Revue d’Histoire du Théâtre • N°294 T3 2022
Les archives du théâtre yiddish
Par Léonor Delaunay, Patrick Le Bœuf
Résumé
Présentation des archives du théâtre yiddish de par le monde par Léonor Delaunay et présentation détaillée des fonds dédiés à ce théâtre dans les collections du département des Arts du spectacle de la BnF, par Patrick Le Boeuf.
Texte
L’attention aux archives concernant le théâtre yiddish se révèle déterminante pour mieux cerner ce champ de recherches encore en défrichage et aux perspectives multiples.
Les archives existent, en nombre, mais il faut les dénicher, les rassembler, le théâtre yiddish ayant été peu scruté, peu observé et chroniqué par les journaux, il manque souvent le matériel habituel des revues et des coupures de presse.
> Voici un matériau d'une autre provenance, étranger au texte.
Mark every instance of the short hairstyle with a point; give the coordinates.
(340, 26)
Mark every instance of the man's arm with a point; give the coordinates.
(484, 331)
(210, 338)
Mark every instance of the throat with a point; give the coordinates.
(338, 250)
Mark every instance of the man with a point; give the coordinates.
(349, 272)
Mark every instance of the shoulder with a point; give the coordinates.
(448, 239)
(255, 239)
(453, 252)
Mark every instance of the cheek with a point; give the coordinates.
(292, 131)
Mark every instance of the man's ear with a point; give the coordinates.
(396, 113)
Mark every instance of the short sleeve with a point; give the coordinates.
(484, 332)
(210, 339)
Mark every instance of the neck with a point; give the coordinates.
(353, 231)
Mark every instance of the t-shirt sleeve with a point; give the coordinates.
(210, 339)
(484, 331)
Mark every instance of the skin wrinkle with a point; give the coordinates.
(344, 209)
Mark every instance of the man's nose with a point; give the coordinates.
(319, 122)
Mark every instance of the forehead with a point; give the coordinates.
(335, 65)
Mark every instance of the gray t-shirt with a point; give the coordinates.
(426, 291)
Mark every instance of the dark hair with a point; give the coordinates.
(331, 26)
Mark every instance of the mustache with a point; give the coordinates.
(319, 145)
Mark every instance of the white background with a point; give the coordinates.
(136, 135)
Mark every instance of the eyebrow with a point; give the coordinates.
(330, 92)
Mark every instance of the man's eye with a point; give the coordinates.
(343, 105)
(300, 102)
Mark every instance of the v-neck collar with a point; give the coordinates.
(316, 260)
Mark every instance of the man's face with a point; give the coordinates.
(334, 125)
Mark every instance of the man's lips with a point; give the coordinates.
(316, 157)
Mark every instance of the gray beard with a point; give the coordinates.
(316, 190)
Photographies, affiches, programmes, et textes ont tout de même survécu à cette première absence, puis à la Shoah.
Dans le monde
L’Amérique du Nord et l’Angleterre semblent avoir été particulièrement conscients de la fragilité et, partant, de la nécessité de préserver et de transmettre les traces de la culture yiddish, pour laquelle le théâtre occupe une place importante.
Par exemple, à la New York Public Library, cela fait longtemps que les archives de la culture yiddish sont numérisées, et le théâtre y est omniprésent (1200 ouvrages, romans et pièces de théâtre, et 750 documents)[1], des archives par ailleurs fragiles, modestes, des programmes de deux pages sur un papier peu cher, des photographies…
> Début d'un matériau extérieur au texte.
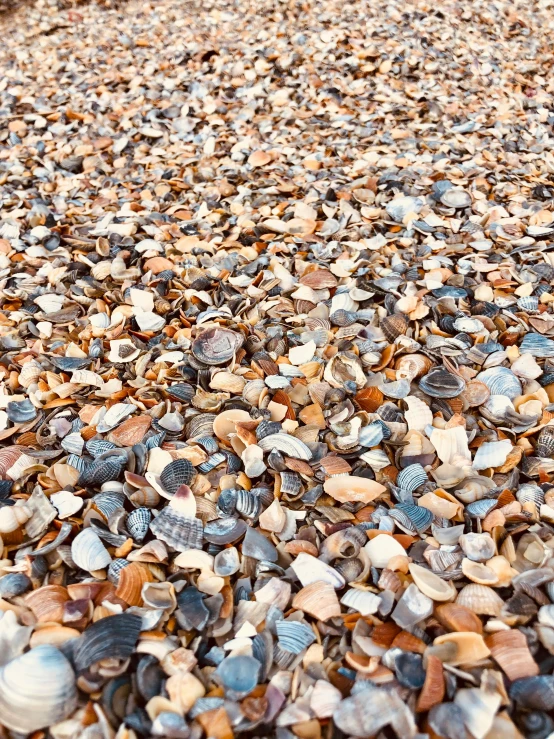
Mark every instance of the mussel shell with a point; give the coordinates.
(439, 383)
(114, 637)
(177, 473)
(216, 346)
(21, 411)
Au Québec, l’historien du théâtre Jean-Marc Larrue a mené, au sein de l’Université l’uqam, un vaste chantier d’étude et de préservation des archives du théâtre yiddish[2].
C’est à cet inventaire non exhaustif[3] que cette section autour des archives du théâtre yiddish souhaite s’atteler. Une première cartographie des différents lieux et des différentes opérations de sauvegarde et de la transmission de ce théâtre selon les pays (Canada, États-Unis, Angleterre, France, Pologne, Hongrie… sans oublier l’Allemagne, et bien sûr la Russie) pourrait être ainsi envisagée, les instruments numériques jouant ici un rôle important pour la transmission de ces expériences artistiques issues de la diaspora.
En France, de nombreux fonds permettent non seulement de découvrir et de retracer les parcours et les expériences de théâtre yiddish sur le territoire français au XXe siècle.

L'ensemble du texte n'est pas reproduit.